Monday, January 22, 2018

Apple Cider (Baked) Donuts

The Food Network Channel has a new cooking show called Baking in Vermont. The subject of the show is Gesine Prado.  She and her husband live in rural Vermont and she runs a home-based baking school.  She is also the sister of the actress, Sandra Bullock.  I'm really liking the show, have earmarked many things that I want to bake. I like when the network has shows like this, where a person can learn new techniques.  I also find it interesting to see how things are done in Vermont.  They have food items and traditions that are totally foreign to this California girl!

On a recent show, she had an apple cider pressing gathering.  She recruited friends to press the apples and she made them breakfast.  One of the items were this baked donuts. After seeing the show I immediately went to Amazon and ordered some donut pans.  I am so easily influenced when it comes to baking pans!

I finally got around to making these.  They were quite yummy, especially when they were warm. They were very easy to make, I managed to make these and entertain my 3-year old grandson at the same time!

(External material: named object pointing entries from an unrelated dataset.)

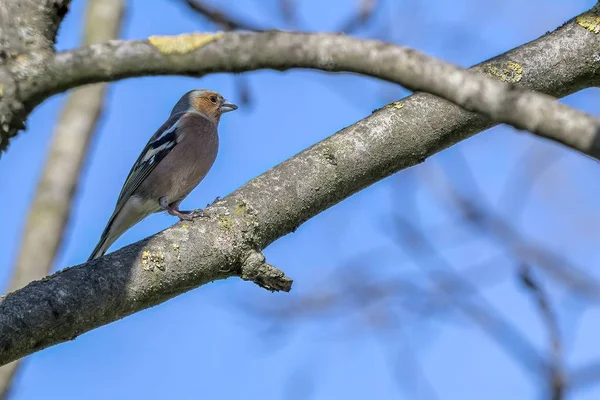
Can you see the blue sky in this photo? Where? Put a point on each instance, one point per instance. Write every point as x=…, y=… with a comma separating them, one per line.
x=208, y=343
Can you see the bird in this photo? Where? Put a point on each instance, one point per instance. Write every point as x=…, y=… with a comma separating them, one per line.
x=173, y=162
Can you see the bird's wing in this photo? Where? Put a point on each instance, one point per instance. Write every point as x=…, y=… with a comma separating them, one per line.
x=159, y=145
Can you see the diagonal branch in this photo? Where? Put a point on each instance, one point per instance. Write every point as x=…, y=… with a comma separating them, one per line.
x=28, y=29
x=197, y=54
x=188, y=255
x=227, y=22
x=58, y=184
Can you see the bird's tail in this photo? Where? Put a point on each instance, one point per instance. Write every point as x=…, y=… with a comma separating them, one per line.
x=108, y=237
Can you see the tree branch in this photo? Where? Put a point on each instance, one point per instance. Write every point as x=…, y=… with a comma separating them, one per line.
x=198, y=54
x=52, y=203
x=27, y=31
x=227, y=22
x=188, y=255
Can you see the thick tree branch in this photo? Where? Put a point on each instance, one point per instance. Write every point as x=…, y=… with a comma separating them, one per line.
x=27, y=30
x=198, y=54
x=188, y=255
x=52, y=203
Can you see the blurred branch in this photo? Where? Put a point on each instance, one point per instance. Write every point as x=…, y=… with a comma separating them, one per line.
x=366, y=10
x=476, y=308
x=227, y=22
x=28, y=29
x=235, y=52
x=52, y=204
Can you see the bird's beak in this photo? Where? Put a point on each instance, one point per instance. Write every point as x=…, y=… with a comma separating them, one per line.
x=227, y=106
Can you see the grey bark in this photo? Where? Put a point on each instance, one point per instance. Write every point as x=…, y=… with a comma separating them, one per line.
x=228, y=242
x=52, y=203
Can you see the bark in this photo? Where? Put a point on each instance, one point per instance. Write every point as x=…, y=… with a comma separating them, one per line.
x=28, y=31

The recipe calls for the batter to be piped in one pan with another pan placed on top.  On the show she indicated that this was to get a round shape on both sides of the donut.  Well, in all honesty, mine were still flat on top! Maybe I should have added more batter?  It's not that big of a deal to me that I didn't have a fully-round donut so I instantly gave my two extra pans to my daughter-in-love!


I couldn't find any apple cider concentrate locally so bought this online.  It reminds me of molasses, so thick and the flavor is so concentrated. I think it definitely enhanced the flavor of these donuts.  I'm looking for recipes where I can use this again, it's so good!

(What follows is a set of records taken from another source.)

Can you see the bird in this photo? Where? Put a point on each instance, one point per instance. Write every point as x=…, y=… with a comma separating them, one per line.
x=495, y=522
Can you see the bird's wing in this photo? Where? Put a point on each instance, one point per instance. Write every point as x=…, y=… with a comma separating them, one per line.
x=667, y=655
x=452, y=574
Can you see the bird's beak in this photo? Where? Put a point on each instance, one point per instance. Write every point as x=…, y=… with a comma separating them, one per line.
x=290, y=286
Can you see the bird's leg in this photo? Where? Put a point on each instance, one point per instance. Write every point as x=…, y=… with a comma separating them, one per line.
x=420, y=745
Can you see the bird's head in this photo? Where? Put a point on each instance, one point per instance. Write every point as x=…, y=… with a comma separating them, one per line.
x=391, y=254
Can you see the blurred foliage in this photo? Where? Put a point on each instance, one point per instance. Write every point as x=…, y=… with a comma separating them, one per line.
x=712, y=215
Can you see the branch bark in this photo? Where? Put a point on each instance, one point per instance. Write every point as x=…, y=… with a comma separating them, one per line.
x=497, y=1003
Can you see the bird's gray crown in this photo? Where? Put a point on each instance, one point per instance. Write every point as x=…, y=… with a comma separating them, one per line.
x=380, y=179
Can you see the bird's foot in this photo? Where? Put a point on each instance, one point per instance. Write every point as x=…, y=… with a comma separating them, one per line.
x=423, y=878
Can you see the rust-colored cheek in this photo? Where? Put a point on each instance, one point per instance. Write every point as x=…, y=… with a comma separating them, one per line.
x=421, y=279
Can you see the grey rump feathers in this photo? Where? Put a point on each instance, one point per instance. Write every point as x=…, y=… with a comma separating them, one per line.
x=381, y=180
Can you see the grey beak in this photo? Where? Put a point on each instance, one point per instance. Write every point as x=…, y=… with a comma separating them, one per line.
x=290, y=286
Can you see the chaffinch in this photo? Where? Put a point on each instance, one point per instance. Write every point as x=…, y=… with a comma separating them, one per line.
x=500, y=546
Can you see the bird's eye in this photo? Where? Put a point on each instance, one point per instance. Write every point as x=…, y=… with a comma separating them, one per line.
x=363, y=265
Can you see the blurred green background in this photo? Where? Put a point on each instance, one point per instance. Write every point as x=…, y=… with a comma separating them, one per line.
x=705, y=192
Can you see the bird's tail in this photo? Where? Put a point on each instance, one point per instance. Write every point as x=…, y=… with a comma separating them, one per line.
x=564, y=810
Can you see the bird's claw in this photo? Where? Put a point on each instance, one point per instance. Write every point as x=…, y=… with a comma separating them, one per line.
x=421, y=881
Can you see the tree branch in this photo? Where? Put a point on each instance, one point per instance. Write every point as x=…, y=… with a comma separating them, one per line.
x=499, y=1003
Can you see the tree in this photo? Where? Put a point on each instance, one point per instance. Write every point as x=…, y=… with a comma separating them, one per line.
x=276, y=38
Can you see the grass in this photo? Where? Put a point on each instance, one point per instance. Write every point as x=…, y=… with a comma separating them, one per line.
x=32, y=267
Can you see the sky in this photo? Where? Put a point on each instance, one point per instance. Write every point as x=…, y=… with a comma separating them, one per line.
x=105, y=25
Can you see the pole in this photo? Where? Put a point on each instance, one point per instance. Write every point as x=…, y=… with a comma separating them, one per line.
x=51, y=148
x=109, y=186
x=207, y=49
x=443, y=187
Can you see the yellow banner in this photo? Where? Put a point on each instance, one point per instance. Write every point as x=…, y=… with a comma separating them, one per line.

Apple Cider (Baked) Donuts

1 1/2 cups all-purpose flour
1 1/2 teaspoons baking powder
1 teaspoon salt
1 teaspoon cinnamon
1/4 teaspoon nutmeg
Zest of 1 lemon
1/3 cup apple cider concentrate (for more depth of flavor) or apple cider
1/4 cup buttermilk
1 teaspoon vanilla
1 stick (4 ounces) unsalted butter, at room temperature
1/2 cup brown sugar
1/2 cup granulated sugar
2 large eggs, at room temperature

For dipping:
1 stick (4 ounces) unsalted butter, melted
1 cup granulated sugar mixed with 1 teaspoon cinnamon

Special equipment: four 6-cavity donut pans (see note above)

Preheat the oven to 350 degrees F. Spray four 6-cavity donut pans with nonstick baking spray.

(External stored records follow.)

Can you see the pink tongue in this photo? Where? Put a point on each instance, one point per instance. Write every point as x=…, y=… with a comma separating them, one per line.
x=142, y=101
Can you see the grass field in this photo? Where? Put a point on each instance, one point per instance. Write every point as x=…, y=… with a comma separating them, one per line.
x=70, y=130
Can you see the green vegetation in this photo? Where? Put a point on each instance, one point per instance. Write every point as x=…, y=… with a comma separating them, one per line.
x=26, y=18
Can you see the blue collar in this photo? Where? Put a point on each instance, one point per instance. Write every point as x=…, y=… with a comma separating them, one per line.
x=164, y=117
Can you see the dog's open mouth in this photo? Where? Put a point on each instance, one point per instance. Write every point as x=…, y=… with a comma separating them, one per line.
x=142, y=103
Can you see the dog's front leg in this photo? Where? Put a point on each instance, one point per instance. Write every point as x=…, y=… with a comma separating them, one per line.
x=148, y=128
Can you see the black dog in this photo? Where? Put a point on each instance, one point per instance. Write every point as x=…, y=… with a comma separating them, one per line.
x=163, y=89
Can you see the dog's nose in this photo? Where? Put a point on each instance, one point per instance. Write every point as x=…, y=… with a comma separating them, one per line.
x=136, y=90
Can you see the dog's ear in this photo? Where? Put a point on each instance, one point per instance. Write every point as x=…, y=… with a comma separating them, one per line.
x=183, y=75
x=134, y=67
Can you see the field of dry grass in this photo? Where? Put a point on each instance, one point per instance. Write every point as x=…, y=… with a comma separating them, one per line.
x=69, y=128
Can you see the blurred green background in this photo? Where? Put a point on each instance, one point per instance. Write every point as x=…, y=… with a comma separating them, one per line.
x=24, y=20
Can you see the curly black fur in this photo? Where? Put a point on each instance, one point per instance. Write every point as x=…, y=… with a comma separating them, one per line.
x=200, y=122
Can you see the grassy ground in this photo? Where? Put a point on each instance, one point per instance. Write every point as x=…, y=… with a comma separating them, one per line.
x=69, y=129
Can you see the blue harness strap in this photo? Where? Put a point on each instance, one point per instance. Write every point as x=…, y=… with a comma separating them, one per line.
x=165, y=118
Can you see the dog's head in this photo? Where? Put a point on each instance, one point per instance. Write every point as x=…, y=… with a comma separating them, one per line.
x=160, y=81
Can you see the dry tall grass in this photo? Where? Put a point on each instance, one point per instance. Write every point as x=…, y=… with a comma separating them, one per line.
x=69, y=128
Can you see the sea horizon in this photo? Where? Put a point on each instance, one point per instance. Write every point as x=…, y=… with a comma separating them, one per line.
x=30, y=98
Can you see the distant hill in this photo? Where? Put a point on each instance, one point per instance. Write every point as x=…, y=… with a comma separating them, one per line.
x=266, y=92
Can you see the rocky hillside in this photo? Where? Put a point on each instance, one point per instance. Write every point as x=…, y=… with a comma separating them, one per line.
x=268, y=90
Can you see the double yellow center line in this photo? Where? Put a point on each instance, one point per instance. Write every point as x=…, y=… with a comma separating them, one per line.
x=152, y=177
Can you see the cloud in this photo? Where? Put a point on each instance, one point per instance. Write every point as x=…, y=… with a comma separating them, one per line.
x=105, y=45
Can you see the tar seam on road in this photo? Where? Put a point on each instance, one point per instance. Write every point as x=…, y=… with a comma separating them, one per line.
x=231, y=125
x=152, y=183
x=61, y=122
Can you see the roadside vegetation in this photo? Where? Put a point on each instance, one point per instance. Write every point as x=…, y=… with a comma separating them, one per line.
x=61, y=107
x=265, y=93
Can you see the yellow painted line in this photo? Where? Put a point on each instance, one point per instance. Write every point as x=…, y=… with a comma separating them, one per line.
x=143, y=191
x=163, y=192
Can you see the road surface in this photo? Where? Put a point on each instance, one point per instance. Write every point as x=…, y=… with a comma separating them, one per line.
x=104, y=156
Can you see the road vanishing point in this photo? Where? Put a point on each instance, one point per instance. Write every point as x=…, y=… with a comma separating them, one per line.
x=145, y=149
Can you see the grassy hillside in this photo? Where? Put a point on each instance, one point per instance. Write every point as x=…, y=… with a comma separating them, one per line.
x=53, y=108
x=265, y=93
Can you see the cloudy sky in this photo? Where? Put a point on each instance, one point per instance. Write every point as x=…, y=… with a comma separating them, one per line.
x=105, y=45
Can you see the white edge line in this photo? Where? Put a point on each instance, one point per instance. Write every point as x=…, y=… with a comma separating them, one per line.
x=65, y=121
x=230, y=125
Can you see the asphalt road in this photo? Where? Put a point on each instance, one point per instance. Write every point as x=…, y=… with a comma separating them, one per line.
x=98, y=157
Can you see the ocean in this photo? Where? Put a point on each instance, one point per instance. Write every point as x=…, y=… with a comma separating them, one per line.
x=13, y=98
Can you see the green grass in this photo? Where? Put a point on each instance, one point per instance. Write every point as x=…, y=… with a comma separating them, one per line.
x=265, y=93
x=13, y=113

In a large mixing bowl, combine the flour, baking powder, salt, cinnamon, nutmeg, and lemon zest. Whisk for 30 seconds to distribute the leavening.

In a liquid measure cup, combine the cider, buttermilk and vanilla.

In the bowl of a stand mixer fitted with the paddle attachment, combine the butter, brown sugar and granulated sugar. Mix on high until light and fluffy, 3 to 4 minutes. Scrape down the bottom and sides of the bowl.

Add the eggs, one at a time, mixing well between each addition. Scrape the bottom and sides of the bowl.

With the mixer on low, add one-third of the flour mixture and then half of the cider mixture. Continue alternating between the two until the batter is just combined. Remove the bowl from the stand mixer and, using a large rubber spatula, fold the batter a few times to make sure the ingredients are well distributed.

Transfer the batter to a piping bag or a large zip-close bag with a corner snipped off, and pipe into two of the donut pans.

Top each pan with a second, inverted pan and use clips to hold them in place. (Some pans come with clips; otherwise, use metal hardware or paper clips.)

Bake until the cake just springs back when gently touched, 15 to 20 minutes.

Turn the donuts out onto a cooling rack; immediately brush with melted butter, then dip in the cinnamon sugar.